Denmark is in the top ten when it comes to countries worst prepared for a warmer climate, according to a new report.

Why hot weather feels even hotter in Danish buildings

While July has generally been one of the cooler summer months you’re likely to experience in Denmark, June was hot and dry.

In fact, last month’s high temperatures in Denmark may have felt particularly punishing because they were in Denmark rather than in a country better equipped to cope with hot weather.

Buildings and houses in the Nordic nation are relatively poorly equipped when it comes to high temperatures – something that could play an increasing role given changes to the climate expected in coming years.

A new report from Oxford University places Denmark among the countries which are the most poorly prepared for increasing global temperatures.

That is due in no small part to the construction of Denmark’s buildings, which historically has been with a different climate in mind to the one considered in the report, according to an expert who spoke to broadcaster DR.

“We design our buildings to keep the heat in for long periods and that’s why we have buildings that might not be ready for a future in which there’s a need for cooling,” Steffen Petersen, professor at Aarhus University’s Department of Civil and Architectural Engineering, told DR.

The use of glass in Danish buildings from the 1960s onwards is one important factor in this regard.

“We insulate well and also have large window panes which provide a good heat benefit, which is an important element in the winter to keep our energy consumption down.
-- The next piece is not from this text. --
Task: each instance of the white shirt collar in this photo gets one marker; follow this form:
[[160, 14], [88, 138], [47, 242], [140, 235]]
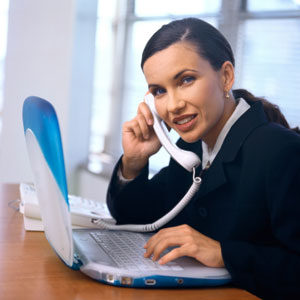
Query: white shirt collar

But it has the opposite effect in the summer where we don’t need a heat benefit, on the contrary it causes overheating,” Petersen said.

“Experts have always criticised this trend because it will end up with what we have now, a need for cooling in a country where we actually a characterised by temperatures that shouldn’t give the need for cooling,” he said.

The summer of 2018, which saw long unbroken spells of hot weather, brought the issue to the fore with reports of residents in newly-built developments in places like Aarhus Ø and the Nordhavn district of Copenhagen who found their homes so hot they were unable to stay in the living rooms, including at night.

What can be done to avoid overheated homes in the summer?

“There’s a risk that when people feel uncomfortable in their own homes with these temperatures, that they will invest in modern pumps that are relatively cheap and install them in urban areas to cool their homes, which gives increased energy use and noise pollution and would be bad for green transition,” Petersen said.

An expert with housing thinktank Bolius said that the problem was known in the real estate sector but there are steps residents can take.

That includes checking the size of west and south-facing windows and choosing home with a north-facing bedroom if possible.

“It’s this unfortunate problem that our houses are built like a thermos. They can keep the heat in during winter but also keep it inside once it’s already got in during the summer. Whereas old houses are a bit more draughty and are without such big windows,” Tue Patursson of Bolius told DR.

If you already live in an apartment that traps summer heat, there are mitigating steps advised by Patursson.

“Make sure the sun doesn’t get into the house. Look at what they do in the south. Use sun shades, parasols and curtains. They close off their houses during the daytime in summer with outside shutters, and doors and windows are closed so you keep inside the relatively cold temperature that you have in the evening and at night,” he said.